Species susceptibility to the pulmonary toxicity of 3-furyl isoamyl ketone (perilla ketone): in vivo support for involvement of the lung monooxygenase system.

To explore a possible relationship between metabolism and lethality, the acute toxicity of naturally occurring perilla ketone (PK), 1-(3-furyl)-4-methyl-pentan-1-one, was examined in the uninduced mouse, hamster, rabbit, dog and pig. The LD50 (+/- SE), determined using intraperitoneal (ip) injection, for the mouse and hamster were low at 5.0 +/- .3 and 13.7 +/- .9 mg/kg, respectively.
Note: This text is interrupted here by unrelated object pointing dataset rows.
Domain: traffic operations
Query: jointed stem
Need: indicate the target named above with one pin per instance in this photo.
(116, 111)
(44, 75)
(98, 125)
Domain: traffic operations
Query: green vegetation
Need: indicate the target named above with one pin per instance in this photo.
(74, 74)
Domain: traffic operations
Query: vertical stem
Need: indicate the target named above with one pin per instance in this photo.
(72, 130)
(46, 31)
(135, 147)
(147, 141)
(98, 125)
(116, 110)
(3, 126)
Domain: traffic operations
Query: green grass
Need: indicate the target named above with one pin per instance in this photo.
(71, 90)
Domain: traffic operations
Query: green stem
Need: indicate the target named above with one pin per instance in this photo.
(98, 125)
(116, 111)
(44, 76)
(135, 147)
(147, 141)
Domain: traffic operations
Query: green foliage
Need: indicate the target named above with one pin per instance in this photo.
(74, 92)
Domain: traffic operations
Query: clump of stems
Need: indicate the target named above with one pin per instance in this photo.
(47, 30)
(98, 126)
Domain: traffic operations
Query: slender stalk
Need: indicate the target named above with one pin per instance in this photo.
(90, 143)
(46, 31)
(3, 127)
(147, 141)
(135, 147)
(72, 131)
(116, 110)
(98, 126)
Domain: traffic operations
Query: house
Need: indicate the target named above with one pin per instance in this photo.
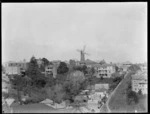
(51, 69)
(100, 86)
(104, 70)
(99, 92)
(39, 62)
(143, 67)
(15, 68)
(139, 82)
(127, 63)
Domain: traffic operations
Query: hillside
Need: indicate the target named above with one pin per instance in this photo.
(118, 101)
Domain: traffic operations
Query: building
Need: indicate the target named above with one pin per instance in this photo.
(127, 63)
(139, 82)
(12, 68)
(51, 69)
(105, 70)
(39, 62)
(101, 86)
(143, 67)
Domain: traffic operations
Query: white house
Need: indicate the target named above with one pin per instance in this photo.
(15, 67)
(104, 70)
(139, 82)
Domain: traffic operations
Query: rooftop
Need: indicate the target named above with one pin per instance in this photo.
(140, 76)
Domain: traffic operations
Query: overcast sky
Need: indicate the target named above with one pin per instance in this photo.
(116, 32)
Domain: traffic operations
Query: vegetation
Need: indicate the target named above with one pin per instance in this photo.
(81, 68)
(119, 101)
(62, 68)
(102, 62)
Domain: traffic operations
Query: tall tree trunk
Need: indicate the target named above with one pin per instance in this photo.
(19, 97)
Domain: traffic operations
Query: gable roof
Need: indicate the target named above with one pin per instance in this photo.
(140, 76)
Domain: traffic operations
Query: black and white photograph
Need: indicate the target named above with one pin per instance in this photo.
(74, 57)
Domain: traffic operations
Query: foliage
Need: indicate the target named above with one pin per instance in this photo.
(140, 92)
(117, 79)
(83, 69)
(56, 93)
(116, 68)
(72, 62)
(73, 85)
(37, 95)
(76, 77)
(62, 68)
(45, 61)
(33, 70)
(116, 74)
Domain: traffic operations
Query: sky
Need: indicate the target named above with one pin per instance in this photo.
(116, 32)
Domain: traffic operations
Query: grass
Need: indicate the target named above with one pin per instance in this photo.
(32, 108)
(118, 101)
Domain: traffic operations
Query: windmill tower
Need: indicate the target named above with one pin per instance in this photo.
(83, 53)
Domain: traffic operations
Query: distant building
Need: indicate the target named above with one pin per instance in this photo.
(127, 63)
(104, 70)
(12, 68)
(39, 62)
(143, 67)
(5, 83)
(139, 82)
(51, 69)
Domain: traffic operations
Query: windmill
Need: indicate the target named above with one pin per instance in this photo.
(83, 53)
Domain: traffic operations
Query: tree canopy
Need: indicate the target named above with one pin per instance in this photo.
(62, 68)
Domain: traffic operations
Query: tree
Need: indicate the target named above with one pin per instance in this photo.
(62, 68)
(132, 97)
(116, 68)
(140, 92)
(56, 93)
(73, 84)
(72, 62)
(33, 70)
(134, 68)
(18, 83)
(45, 61)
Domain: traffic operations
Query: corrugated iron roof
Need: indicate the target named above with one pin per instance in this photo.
(140, 76)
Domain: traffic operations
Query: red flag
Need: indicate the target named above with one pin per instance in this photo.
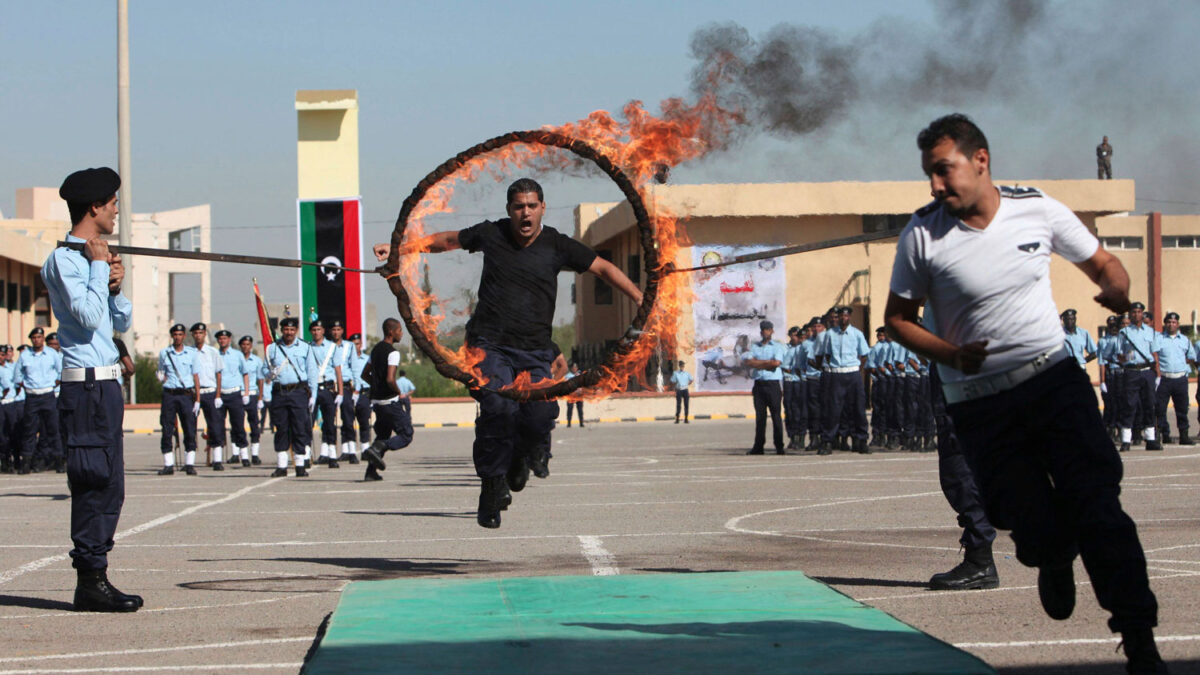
(263, 318)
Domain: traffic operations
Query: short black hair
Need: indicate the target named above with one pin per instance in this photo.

The rabbit died from an ip dosage of near 14 mg/kg and estimated ip LD50 dosages were quite high for the dog and pig, being 106 +/- 25 mg/kg and over 158 mg/kg, respectively. Dogs and the pig that died from ip injections of PK displayed varying degrees of midzonal and centrilobular liver damage and dogs also had elevated serum alkaline phosphatase and glutamic-pyruvic transaminase activities. In contrast, rodents and rabbits display only pulmonary toxicity from this agent. Cytochromes P-450 and b5 concentrations and NADPH-cytochrome c reductase activity were determined for the lung, liver and kidney of mice, hamsters, rabbits, dogs, swine, sheep and cattle. High correlation between lethality and enzyme concentration further supports the hypothesis that enzymatic bioactivation of PK is required for toxicity in all species.